Because it sure is surreal sometimes

Because it sure is surreal sometimes

Friday, October 23, 2009

The Ironic Vampire Song

Remember that scene in Forgetting Sarah Marshall when the hot concierge that the main character goes out on a date with tricks him into getting up onstage at a local bar and singing a song from the vampire opera he's been pouring his heart and soul into composing? Remember? The guy adopts a Transylvania accent, right out of a Count Chocula commercial and adds a sadsack tone to his voice that gets the bar full of local islanders practically crying in their beers: "...die...die...die...I can't" the guy sings in his plaintive, slow-motion-like wail as he drops his head down and to the side on the last note. Even the hot concierge undergoes a tranformation in that moment, seeing the guy as a real person, with a real heart and real emotions - unlike the goofy bastard that dumped her a few years back.

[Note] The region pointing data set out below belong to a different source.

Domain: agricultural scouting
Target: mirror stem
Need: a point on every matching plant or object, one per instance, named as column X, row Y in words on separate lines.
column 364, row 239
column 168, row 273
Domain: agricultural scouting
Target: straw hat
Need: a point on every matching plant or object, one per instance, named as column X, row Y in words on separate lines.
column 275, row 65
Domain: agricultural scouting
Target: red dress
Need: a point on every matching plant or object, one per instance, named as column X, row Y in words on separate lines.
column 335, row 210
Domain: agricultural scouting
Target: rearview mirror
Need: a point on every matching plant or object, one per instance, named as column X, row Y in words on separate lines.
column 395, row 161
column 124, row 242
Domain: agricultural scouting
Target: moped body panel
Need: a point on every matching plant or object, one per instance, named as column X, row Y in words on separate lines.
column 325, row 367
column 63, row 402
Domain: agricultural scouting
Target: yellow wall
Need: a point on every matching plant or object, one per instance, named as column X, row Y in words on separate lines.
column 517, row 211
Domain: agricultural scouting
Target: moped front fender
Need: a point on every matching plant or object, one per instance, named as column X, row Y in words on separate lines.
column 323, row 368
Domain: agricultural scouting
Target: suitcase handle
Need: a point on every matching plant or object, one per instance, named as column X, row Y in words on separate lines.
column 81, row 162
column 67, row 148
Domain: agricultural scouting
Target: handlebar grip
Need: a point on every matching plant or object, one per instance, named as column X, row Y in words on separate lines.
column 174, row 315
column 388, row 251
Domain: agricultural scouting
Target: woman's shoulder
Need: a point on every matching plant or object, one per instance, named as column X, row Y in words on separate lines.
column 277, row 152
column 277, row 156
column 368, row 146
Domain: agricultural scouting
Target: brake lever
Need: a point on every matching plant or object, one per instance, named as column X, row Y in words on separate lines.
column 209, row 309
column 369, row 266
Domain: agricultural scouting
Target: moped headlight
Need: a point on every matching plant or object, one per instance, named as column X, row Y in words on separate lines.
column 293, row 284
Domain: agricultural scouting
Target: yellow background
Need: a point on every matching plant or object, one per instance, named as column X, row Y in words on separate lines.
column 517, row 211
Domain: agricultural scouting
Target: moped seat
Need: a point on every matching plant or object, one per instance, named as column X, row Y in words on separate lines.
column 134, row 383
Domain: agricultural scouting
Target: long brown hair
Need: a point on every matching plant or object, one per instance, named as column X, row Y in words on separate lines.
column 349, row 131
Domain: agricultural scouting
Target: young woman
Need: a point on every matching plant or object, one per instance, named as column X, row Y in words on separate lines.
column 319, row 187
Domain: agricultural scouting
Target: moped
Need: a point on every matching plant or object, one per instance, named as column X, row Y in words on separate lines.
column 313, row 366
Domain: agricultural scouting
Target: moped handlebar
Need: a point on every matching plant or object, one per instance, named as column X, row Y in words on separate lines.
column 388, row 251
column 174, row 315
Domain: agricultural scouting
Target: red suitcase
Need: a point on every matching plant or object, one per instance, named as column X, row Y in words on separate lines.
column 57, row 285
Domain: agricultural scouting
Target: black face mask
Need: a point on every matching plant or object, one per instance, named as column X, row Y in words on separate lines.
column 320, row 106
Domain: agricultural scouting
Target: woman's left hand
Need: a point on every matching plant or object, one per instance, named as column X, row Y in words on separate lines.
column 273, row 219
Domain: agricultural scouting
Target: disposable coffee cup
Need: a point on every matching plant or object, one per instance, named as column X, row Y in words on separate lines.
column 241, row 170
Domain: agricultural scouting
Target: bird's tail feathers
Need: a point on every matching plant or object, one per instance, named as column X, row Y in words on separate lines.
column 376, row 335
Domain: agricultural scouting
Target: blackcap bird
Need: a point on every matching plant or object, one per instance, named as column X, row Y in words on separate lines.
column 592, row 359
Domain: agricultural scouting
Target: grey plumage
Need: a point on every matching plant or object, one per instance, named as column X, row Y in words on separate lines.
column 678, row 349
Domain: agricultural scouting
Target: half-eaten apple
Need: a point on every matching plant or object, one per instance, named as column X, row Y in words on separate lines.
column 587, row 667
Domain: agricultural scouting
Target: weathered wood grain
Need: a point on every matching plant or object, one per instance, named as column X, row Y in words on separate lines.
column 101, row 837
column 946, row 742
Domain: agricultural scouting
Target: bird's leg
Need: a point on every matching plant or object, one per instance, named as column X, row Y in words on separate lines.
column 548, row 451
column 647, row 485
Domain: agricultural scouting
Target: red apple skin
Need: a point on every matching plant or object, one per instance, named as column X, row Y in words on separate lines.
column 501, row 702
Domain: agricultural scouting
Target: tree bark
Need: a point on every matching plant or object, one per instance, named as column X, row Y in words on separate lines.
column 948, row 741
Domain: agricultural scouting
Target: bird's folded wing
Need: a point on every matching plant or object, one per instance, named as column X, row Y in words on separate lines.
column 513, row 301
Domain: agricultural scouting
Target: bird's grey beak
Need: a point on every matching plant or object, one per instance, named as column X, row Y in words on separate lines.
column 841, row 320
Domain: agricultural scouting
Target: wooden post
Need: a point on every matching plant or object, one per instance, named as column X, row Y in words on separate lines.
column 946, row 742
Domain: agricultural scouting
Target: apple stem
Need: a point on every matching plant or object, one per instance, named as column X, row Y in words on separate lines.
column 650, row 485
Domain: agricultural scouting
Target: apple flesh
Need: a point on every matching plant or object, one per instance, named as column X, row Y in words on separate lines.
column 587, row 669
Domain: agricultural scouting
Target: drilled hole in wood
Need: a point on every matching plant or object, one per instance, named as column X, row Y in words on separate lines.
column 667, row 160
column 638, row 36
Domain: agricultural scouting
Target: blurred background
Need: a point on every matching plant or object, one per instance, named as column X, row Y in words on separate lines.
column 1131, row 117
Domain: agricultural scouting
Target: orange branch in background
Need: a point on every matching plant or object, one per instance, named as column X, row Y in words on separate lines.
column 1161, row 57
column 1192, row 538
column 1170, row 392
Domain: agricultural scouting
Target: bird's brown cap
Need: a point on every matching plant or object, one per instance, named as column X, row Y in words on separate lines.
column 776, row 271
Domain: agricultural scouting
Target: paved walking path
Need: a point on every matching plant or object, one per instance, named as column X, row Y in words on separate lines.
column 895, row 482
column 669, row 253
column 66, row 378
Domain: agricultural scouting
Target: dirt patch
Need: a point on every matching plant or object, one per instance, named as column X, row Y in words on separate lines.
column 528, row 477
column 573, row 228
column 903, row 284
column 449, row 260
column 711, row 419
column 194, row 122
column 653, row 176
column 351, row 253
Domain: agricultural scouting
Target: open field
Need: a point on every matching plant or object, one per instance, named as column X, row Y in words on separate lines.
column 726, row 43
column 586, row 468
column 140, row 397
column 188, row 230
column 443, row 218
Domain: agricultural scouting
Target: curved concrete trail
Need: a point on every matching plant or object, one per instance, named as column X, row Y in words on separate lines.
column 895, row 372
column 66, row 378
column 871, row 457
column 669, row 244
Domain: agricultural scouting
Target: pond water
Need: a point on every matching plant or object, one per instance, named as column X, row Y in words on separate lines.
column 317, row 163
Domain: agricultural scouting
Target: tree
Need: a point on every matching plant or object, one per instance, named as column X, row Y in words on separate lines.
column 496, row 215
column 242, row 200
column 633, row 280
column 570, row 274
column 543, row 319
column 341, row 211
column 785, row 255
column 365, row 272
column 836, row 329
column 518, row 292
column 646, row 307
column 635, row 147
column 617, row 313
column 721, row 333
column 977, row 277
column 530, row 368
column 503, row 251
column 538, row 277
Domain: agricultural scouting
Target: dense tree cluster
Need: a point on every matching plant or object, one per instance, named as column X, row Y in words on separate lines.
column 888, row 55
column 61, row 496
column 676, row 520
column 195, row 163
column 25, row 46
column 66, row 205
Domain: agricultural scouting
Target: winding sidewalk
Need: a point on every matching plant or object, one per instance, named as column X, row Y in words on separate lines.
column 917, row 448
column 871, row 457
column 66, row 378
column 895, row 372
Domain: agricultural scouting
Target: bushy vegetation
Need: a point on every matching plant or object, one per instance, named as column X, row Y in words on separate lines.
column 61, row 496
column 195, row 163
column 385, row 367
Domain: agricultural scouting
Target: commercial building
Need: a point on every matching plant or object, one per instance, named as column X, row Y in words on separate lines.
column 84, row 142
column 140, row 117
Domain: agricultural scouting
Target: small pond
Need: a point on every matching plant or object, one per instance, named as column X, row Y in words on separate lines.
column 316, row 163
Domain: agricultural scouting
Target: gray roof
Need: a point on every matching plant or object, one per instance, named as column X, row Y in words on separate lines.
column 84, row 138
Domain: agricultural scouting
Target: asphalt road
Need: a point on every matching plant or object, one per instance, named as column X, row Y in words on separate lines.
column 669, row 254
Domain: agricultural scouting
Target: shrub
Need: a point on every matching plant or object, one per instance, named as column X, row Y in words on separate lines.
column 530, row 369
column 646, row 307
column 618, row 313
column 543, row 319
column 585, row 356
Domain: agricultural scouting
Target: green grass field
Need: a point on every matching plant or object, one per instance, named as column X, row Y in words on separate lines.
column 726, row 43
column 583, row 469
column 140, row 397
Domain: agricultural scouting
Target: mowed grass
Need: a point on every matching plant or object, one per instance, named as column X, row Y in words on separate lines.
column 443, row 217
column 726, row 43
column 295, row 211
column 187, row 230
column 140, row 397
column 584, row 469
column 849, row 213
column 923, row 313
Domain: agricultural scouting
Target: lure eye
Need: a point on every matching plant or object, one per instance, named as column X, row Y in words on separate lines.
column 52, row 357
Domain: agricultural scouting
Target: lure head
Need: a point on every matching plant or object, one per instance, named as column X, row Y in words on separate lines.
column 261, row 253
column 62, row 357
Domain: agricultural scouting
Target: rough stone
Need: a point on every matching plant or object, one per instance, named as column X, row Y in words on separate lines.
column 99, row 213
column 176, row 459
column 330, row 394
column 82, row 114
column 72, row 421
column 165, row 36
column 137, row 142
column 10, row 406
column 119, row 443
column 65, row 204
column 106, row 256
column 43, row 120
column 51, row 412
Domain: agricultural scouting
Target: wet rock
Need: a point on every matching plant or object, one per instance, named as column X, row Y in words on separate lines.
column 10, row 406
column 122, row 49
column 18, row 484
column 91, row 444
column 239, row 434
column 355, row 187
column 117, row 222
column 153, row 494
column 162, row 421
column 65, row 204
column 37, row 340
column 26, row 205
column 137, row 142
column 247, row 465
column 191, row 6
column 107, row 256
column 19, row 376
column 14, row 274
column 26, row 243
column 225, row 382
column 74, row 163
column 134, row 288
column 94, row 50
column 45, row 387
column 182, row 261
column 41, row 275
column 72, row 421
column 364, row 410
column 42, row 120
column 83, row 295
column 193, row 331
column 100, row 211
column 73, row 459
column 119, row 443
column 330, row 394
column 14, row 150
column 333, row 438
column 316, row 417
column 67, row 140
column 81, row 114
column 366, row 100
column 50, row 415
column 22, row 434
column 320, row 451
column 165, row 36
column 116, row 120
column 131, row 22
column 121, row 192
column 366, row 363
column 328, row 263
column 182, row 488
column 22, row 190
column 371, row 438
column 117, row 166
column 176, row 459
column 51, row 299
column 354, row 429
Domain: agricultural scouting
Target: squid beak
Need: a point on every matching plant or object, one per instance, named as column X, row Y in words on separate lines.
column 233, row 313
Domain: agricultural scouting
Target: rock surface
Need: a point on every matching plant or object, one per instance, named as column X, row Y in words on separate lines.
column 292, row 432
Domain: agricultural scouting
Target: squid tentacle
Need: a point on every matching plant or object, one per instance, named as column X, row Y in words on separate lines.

Remember how funny and perfect that song was - in the movie? In the movie, it brought two people together.

Now imagine your husband singing the same refrain, over and over. Imagine it's 10:30 p.m. and you're flossing your teeth, trying to tell him about something important that your boss did to you that day, some great injustice that needs to be expressed. You glance in the mirror and see your husband in the walk-in closet, pained expression on his face that might also indicate a furious case of gas and those words dripping from his sad lips: "...die...die...die...I can't" as he throws one limp sock, then another, into his already overflowing laundry basket. Imagine he's still singing it as his your head hits the pillow. Then, you're head starts singing it - well after he's snoring.

Fast forward eight hours. Kids are looking for their backpacks, which they left "RIGHT HERE LAST NIGHT" but that somehow have evolved into upright, walking hominids and split since then. Someone needs her hair brushed while you're brushing your teeth (a talent most moms have, yet try their best to not let anyone find out about) and the twelve year old wants to give you a hug. A hug? At seven-twenty in the morning??? There's no time for hugs! About this time you realize your husband has picked up where he left off last night with his serenade and "...die...die...die...I can't..." drifts into hearing range, which means he isn't doing anything because you know damn well that he uses both hands to dramatize the song, spreading his arms apart as if an enormously fat woman of his dreams is going to spring into them.
Are you imagining it? What are you feeling?

"Die...die...die...I can't."

3 comments:

Unknown said...

This post is so funny! You are very talented! Relating something so agonizing like insomnia, in a funny, lighthearted way takes talent indeed.

Keep writing!

Signal Lost said...

Funny.
I heard the writer of the song interviewed. He played it for Judd Apatow who first told him to never play that song again b/c it wasn't funny. Later, while making this movie the writer suggested it again....

Lisa Ricard Claro said...

Ha,ha!! Stephen King calls those songs that stick in your head "ear worms". Guess you got worms! I've never seen this movie, but I suppose I'll have to rent it now just to chuckle when I hear the song.